For persistent issues, build evals. Create a small test repo with representative tasks and run your subagent against them continuously. Evals turn "vibe checking" into measurable signals. You'll know whether your latest prompt change helped or shifted the failure mode.

Subagents across tools use the same idea: separate context, separate role. The only differences right now are background execution, nesting support, and model flexibility.

But in general, if you learn one tool deeply, the subagent pattern transfers. You’ll mostly translate config formats.

Claude Code restricts you to only using Claude models for subagents.

Builder, OpenCode, and Cursor let you define any model as a subagent, which lets you use each LLM for what they’re best at.

Claude Code and Cursor support background subagents, which are subagents that can run without blocking your ongoing conversation with the main agent.

This is useful for telling the main agent to run long tasks, like tests and type checks, in the background, so the subagent heal the code while the main conversation continues.

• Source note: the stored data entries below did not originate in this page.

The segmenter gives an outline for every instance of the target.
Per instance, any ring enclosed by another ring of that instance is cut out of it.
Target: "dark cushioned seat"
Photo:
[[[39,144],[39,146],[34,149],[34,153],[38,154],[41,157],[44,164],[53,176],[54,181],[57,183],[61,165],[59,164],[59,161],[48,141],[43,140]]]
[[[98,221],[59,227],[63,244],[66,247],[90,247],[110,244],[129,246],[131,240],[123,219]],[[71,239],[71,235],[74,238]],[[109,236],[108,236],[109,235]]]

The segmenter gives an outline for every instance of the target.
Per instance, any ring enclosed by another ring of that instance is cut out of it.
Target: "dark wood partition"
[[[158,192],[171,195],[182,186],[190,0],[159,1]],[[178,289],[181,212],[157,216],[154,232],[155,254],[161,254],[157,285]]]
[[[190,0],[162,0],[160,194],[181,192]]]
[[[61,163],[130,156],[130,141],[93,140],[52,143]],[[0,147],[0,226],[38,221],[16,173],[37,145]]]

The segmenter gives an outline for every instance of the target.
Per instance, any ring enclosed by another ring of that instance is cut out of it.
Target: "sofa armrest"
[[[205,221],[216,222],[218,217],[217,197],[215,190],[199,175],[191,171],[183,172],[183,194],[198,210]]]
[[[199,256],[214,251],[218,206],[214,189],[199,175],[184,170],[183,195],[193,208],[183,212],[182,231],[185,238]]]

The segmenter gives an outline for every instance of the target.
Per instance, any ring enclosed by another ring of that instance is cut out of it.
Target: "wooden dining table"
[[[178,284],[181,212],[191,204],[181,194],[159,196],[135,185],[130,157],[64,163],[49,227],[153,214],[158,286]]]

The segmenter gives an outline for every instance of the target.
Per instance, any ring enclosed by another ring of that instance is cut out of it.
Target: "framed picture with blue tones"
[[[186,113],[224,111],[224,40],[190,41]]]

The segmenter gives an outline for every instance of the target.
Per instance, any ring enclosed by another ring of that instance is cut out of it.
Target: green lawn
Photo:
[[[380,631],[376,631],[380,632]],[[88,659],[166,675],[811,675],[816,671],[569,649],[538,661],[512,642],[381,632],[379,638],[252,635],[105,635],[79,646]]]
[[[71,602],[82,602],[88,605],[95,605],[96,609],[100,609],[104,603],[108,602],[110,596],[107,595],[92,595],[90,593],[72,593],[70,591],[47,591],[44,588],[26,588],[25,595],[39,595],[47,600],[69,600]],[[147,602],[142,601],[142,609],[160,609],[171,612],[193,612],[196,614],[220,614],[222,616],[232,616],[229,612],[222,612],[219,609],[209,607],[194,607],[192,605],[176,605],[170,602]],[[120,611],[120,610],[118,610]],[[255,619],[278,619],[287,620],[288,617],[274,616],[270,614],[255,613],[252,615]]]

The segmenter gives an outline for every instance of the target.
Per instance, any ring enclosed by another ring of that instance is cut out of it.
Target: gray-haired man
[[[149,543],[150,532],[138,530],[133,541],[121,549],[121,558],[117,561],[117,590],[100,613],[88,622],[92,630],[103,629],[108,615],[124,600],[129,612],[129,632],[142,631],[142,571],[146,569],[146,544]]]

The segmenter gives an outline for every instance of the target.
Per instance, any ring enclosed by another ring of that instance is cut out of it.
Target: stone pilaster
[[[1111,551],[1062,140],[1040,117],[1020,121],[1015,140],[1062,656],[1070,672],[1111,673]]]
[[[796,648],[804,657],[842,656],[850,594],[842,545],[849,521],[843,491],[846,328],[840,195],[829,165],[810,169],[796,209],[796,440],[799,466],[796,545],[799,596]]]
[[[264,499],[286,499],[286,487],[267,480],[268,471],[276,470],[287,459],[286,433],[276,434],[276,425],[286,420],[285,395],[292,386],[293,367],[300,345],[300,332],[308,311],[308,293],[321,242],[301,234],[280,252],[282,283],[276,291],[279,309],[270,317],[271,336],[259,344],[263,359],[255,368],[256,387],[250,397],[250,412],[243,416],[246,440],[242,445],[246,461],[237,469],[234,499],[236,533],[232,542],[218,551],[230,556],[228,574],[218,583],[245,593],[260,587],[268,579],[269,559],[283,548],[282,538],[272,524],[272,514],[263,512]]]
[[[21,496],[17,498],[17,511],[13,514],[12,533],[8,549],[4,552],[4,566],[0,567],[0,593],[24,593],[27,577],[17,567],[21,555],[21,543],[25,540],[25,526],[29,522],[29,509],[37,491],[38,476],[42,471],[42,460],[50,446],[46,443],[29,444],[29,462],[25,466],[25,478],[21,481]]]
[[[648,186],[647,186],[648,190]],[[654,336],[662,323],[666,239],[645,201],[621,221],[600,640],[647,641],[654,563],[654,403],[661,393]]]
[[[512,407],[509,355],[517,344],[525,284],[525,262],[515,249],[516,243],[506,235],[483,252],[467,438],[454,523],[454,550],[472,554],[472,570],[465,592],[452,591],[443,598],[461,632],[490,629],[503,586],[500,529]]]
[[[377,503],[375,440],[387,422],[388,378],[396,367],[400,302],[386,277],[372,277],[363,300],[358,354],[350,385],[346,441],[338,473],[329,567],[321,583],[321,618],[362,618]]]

If your tool doesn’t have background agents, you can still start a separate chat on the same branch or worktree and get much the same effect.

OpenCode explicitly supports nested subagents. Subagents can create their own child sessions, and you can navigate between parent and child.

This is a cool power-user feature, but it gets messy to debug unless you’re instrumenting OpenCode to watch traces of where your agents went and what they did.

For this reason, other tools do not support this.

You really don't need subagents for everything.

Start with skills. They're simpler and plenty powerful.

Reach for subagents when your agent keeps forgetting what you asked, when you need parallel work, or when you want a second opinion that isn't biased by the first attempt. But don't spawn subagents only to feel productive.

Otherwise you're trading one mess for another, creating coordination overhead without solving the context bloat problem.

Keep your subagent descriptions to one sentence, and know exactly what "done" looks like before you start. A subagent without clear success criteria will wander, generate noise, and hand back a half-finished answer that pollutes your main context.

Get the contract right, and subagents become specialists you can trust. Get it wrong, and you're back to scrolling through logs wondering where it all went sideways.